Schwäbische Zeitung (Bad Waldsee / Aulendorf)
Gastwirt Florian Angele: „Manche haben sich das Bier in Gießkannen füllen lassen“
AULENDORF - Schwer von der Corona-Krise betroffen ist derzeit die Gastronomie und damit auch der Aulendorfer Bierbrauer und Gastwirt Florian Angele. Da derzeit weder im Wirtshaus Schalander noch in anderen Gastronomiebetrieben Fassbier ausgeschenkt werden kann und folglich aktuell auch keines verkauft wird, hat Angele am Freitag eine Aktion gestartet: Er hat sein Fassbier (das helle Vollbier „Reibolf“sowie Weizenbier) an Selbstabholer verschenkt. Karin Kiesel hat sich mit ihm über die Aktion und die aktuelle Lage unterhalten.
Herr Angele, um wie viel Liter Bier handelt es sich und welche Gedanken stecken hinter der Aktion?
Es sind insgesamt 500 Liter Fassbier. Derzeit ist leider nicht abzusehen, wann Gastronomiebetriebe wieder öffnen dürfen. Deshalb ist klar, dass ich mein Fassbier weiterhin nicht ausschenken und auch nicht verkaufen kann. Mitte
Mai nähert sich das Bier aber dem Ablaufdatum, es wäre schade gewesen, es wegzuschütten. Also habe ich mir überlegt, es an Selbstabholer zu verschenken, über eine kleine Spende freue ich mich natürlich.
Am Freitagvormittag konnten die ersten Selbstabholer kommen, wie viel Bier haben Sie verschenkt?

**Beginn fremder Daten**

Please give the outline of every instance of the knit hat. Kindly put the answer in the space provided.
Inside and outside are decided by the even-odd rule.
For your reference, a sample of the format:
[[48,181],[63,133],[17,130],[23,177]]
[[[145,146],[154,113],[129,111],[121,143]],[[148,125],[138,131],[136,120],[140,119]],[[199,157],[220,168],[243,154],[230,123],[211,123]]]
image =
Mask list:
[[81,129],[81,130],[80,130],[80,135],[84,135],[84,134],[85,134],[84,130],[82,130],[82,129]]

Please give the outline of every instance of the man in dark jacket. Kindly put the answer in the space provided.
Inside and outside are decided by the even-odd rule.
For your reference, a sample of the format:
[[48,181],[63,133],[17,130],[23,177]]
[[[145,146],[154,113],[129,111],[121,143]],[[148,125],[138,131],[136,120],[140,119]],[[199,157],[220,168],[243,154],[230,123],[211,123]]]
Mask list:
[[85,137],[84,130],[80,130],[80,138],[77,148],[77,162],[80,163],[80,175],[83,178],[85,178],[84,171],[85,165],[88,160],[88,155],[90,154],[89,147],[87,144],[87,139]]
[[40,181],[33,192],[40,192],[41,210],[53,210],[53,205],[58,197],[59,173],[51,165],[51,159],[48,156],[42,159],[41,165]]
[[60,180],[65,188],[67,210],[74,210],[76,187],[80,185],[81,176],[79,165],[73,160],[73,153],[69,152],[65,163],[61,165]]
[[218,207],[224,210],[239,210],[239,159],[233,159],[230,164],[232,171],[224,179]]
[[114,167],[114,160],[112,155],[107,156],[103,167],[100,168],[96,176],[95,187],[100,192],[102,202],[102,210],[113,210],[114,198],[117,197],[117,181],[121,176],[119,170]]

Alleine am Vormittag waren es bereits 250 Liter. Im Schnitt haben die Leute, es waren rund 80 Leute da, etwa drei Liter mitgenommen.
Zum Abfüllen wurden die lustigsten Dinge gebracht, neben Kanistern und Plastikflaschen haben sich auch welche das Bier in Gießkannen und Milchkännchen füllen lassen. Weil so viel Andrang war, haben wir anstatt bis 12 sogar bis 13 Uhr ausgeschenkt, natürlich unter Einhaltung der Abstandsregelungen. Für den zweiten Ausschank am Nachmittag haben wir extra Abstandsmarkierungen auf den Boden aufgeklebt.
Noch ein Wort zur aktuellen Lage für das Wirtshaus Schalander und die Schlossbrauerei – wie stellt sich die Situation für Sie aktuell dar?
Es ist wie bei allen anderen eine totale Katastrophe, denn es geht derzeit einfach gar nix. Der Hauptabsatz der Schlossbrauerei ist Fassbier und davon verkaufen wir aktuell einfach so gut wie nichts, außer an vereinzelte Privatkunden, aber wer hat schon einen Zapfhahn zu Hause. Im Wirtshaus Schalander haben wir null Einnahmen und dort wird zudem ja auch unser Fassbier verkauft. Ich plane derzeit nur von Woche zu Woche, wie lange es noch geht, weiß ich nicht. Wir leben aktuell nur vom Flaschenverkauf, der ist aber auch nicht so wie sonst. Die Situation ändert sich stetig, es ist sehr schwierig.
Was sagen Sie zur Ankündigung der Landesregierung, dass für Gastronomiebetriebe ab 1. Juli ein ermäßigter Mehrwertsteuersatz von sieben Prozent gelten soll?
Das ist grundsätzlich toll und nett, das fordern wir in der Gastronomie ja eh schon lange. Zumal es nicht nachvollziehbar ist, warum es sowieso so viele unterschiedliche Hebesätze gibt. Jedes Essen und jedes Trinken hat bald einen gesonderten Mehrwertsteuersatz, das ist Unsinn. Was mir große Sorge bereitet: Wenn der ermäßigte Mehrwertsteuersatz erst ab Juli und nicht schon ab Juni gilt, heißt das dann, das wir auch im Juli erst wieder öffnen dürfen? Hier fehlen klare Ansagen.